Two policeman were killed and three others injured in predominantly Kurdish eastern Turkey's largest city when Kurdish militants clashed with security forces early on Sunday, government sources said.
Gunfire and explosions echoed across the center of Diyarbakir on Sunday morning after fighters from the outlawed Kurdistan Workers' Party (PKK) fired a rocket-propelled grenade at police trying to fill in ditches dug by the PKK in the Sur district of Diyarbakir.
Security forces responded with an air-supported operation against the militants and the governor's office imposed a curfew in the area, ordering all residents to remain indoors.
The clashes are the latest in a deadly drumbeat of violence that has swept eastern Turkey since July, when a two-year cease-fire between the PKK and the government collapsed, with both sides blaming each other.
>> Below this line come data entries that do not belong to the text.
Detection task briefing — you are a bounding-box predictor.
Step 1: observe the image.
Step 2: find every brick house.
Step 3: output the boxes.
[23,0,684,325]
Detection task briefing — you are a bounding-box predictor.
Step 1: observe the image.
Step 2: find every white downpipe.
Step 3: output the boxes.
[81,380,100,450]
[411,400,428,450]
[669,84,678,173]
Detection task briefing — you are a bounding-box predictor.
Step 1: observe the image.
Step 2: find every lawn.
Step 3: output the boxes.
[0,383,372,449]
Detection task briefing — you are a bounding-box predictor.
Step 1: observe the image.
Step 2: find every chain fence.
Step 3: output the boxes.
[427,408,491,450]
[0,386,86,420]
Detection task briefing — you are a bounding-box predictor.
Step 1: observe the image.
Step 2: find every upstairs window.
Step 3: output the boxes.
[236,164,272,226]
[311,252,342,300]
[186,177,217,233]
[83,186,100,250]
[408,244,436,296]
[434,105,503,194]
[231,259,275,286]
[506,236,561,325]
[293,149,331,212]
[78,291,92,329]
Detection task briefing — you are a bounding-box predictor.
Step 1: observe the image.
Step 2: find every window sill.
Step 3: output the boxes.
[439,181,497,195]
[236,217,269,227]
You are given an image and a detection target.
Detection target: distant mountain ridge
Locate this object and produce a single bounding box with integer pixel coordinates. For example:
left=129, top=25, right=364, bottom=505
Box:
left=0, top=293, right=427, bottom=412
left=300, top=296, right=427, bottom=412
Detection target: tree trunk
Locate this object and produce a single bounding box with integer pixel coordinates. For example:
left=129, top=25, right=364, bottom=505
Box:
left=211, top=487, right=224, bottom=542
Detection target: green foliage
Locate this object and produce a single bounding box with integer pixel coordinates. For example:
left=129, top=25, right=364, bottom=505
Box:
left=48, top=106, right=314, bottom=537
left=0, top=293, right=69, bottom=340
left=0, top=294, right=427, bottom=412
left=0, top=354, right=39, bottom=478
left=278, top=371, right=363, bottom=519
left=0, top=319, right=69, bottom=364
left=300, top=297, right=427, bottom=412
Since then officials say that more than 70 members of the security forces and hundreds of Kurdish militants have been killed in almost daily clashes.
Also on Sunday, Dutch journalist Frederike Geerdink, who is based in Diyarbakir and mainly covers Kurdish issues, was detained by authorities, the Netherlands' national news agency ANP reported.
Geerdink was detained in January for alleged dissemination of "terrorist propaganda" but the charges were dropped.
Last week two Vice News journalists were arrested for alleged links to terrorist groups. They, too, were released later, but the detentions have deepened concerns over press freedom under Turkish President Tayyip Erdogan.